Triggers — the most common ones
Patients can almost always pin a worse pattern of palpitations to one of these:
- Caffeine. Especially energy drinks and pre-workout supplements; ordinary coffee less so. See the caffeine and rhythm page for the dose-by-product detail.
- Alcohol. Often the day after, particularly with sleep loss and dehydration on top.
- Sleep loss — and the fragmented sleep of jet lag, night shifts, or a newborn.
- Stress and adrenaline. Anxiety doesn’t cause PVCs but it does amplify them, and feeling the PVCs amplifies the anxiety in a loop.
- Dehydration.
- Decongestants — pseudoephedrine, phenylephrine. Even one dose can trigger a day’s worth of ectopy.
- Heavy meals late at night.
- High-intensity exercise in some patients; light activity in others paradoxically calms the ectopy.
- Hormonal cycles in some women, particularly perimenopause.
Patients who track their own pattern often work out their triggers within a few weeks. We trust those reports.

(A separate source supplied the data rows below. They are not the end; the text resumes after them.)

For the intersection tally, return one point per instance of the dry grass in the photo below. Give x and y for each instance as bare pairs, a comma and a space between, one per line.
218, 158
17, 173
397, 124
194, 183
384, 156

When ectopy is benign — the conversation we usually have
If the workup is unremarkable — normal echocardiogram, no inherited risk, no high burden — the conversation usually covers:
- Reassurance. Extra beats are uncomfortable, not dangerous, in a normal heart.
- Trigger control. Cut back on what’s clearly setting it off.

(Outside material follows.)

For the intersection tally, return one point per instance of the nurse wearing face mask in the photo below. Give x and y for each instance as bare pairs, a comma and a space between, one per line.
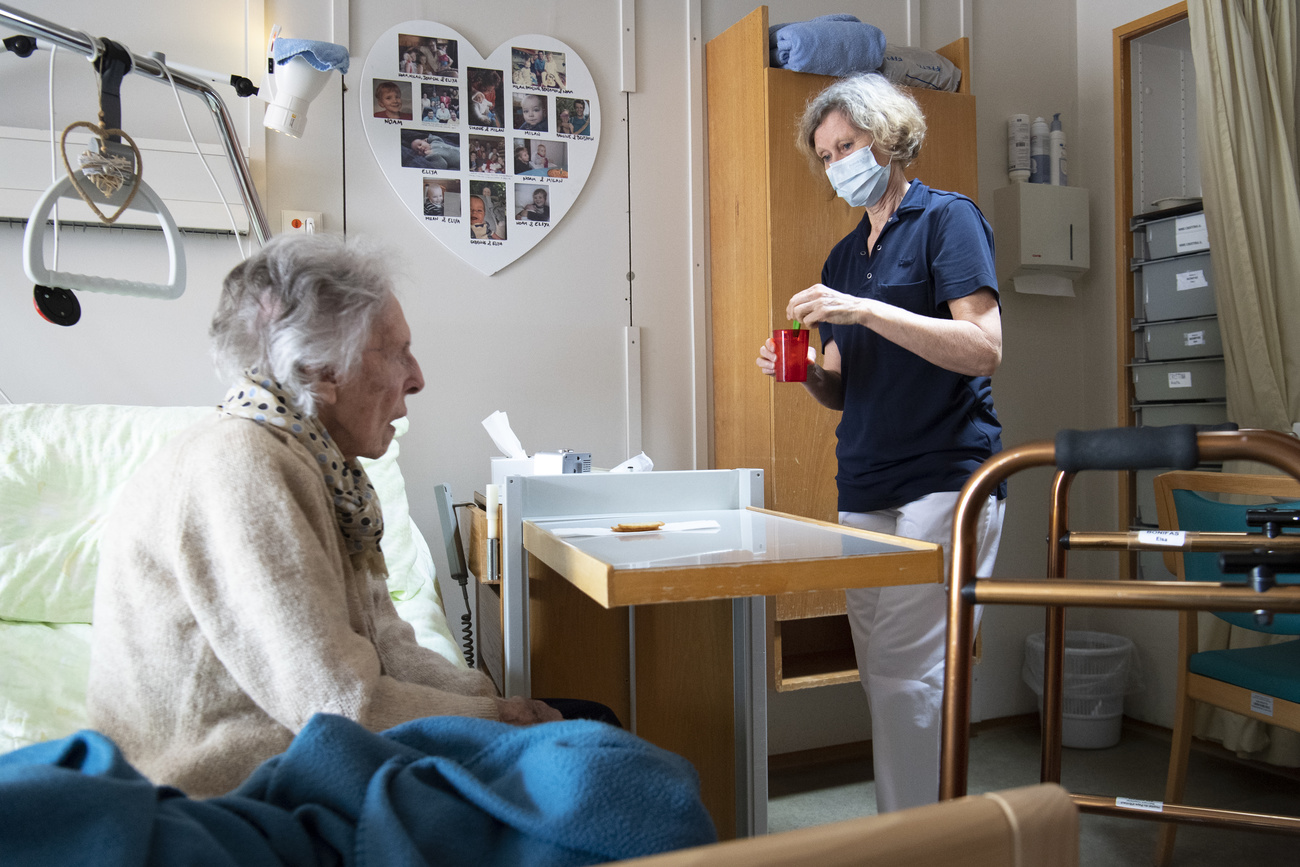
908, 311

- No automatic medication. Most patients don’t need a daily drug.
- A repeat monitor in a year if the pattern changes.
About 80% of patients with bothersome PACs or PVCs are happy with reassurance, lifestyle changes, and a recheck if things change.
When we treat with medication
If symptoms persist and lifestyle changes haven’t worked, the usual next step is:
- Beta-blocker (metoprolol, propranolol) — calms the adrenaline-driven ectopy, well-tolerated, lowest-risk option
- Calcium channel blocker (diltiazem, verapamil) — alternative when beta-blockers aren’t tolerated
- Flecainide or propafenone — for higher-burden patients in a structurally normal heart
- Sotalol or amiodarone — reserved for selected cases
We start low and go slow. The goal is fewer extra beats, not zero — and almost never at the cost of new side effects.
When ablation makes sense
Catheter ablation of PVCs is a definitive option in select patients:
- High burden (commonly more than 10% of all beats)
- Symptoms despite medication
- PVC-induced reduction in heart function on echo or MRI
- PVCs that come from a single, mappable focus (most commonly the right ventricular outflow tract — these often ablate with very high success)
The procedure is similar to other catheter ablations: vascular access, electrical mapping, then targeted ablation of the site producing the extra beats. Success rates depend on the source: outflow-tract PVCs ablate at 80–90%; deeper or epicardial sources are harder.
When to call us
- You feel the ectopy is constant and intolerable — bring a wearable recording if you have one
- The pattern changes — new fluttering, new dizziness, new chest pain, new fainting
- You feel a “run” of beats lasting more than a few seconds
- You faint or nearly faint — that’s a different evaluation and not “just PVCs”
- You have a family history of sudden cardiac death in a young relative and have never been formally evaluated
For the vast majority of patients with PACs or PVCs, the story ends in reassurance. The job is to make sure that’s the right ending.